Millions of square feet of office space across the U.S. are now vacant, with the vacancy rate at a record 19.1 percent, Jones Lang Lasalle, a research service, reported.
The amount of empty space in Chicago, Houston, and San Francisco has climbed above 20 percent, with midtown and downtown Manhattan setting a record 20.2 percent.
“These are older buildings in the canyons of Wall Street,” Franklin Wallach, managing director at brokerage firm Colliers, told the WSJ. “We’re seeing large vacancies not because of one single tenant but tenant migrations that are all hitting at once.”

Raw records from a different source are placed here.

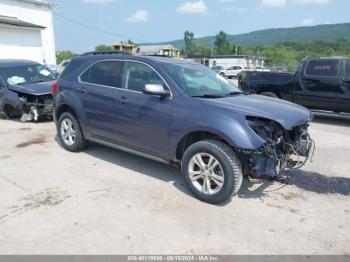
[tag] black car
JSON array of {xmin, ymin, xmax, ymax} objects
[
  {"xmin": 53, "ymin": 53, "xmax": 312, "ymax": 203},
  {"xmin": 0, "ymin": 60, "xmax": 56, "ymax": 121},
  {"xmin": 238, "ymin": 58, "xmax": 350, "ymax": 113}
]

With borrowing costs rising and the economic outlook darkening, commercial landlords and real estate investors are finding it harder to find financing.
Rising interest rates, energy prices climbing, and the shift to remote work all have routed the commercial property market, which began the year with optimism that has steadily disappeared as lenders, unsure of what lies ahead, have cut back their exposure to commercial real estate.
The real estate and financial industries, along with municipal governments, are struggling to figure out what to do with office buildings that are largely empty or with downtowns seeing a fraction of their past commuting workforce.
Municipalities lie under the wreckage. Property taxes make up half or more of most cities’ revenue and taxes are based on property values.
Empty storefronts and less-valuable office towers shrink the tax bases cities need to pay for services—and fewer services make a city a less-desirable place to live, driving residents out (as happened during the COVID War) and reducing revenues even further in a downward spiral.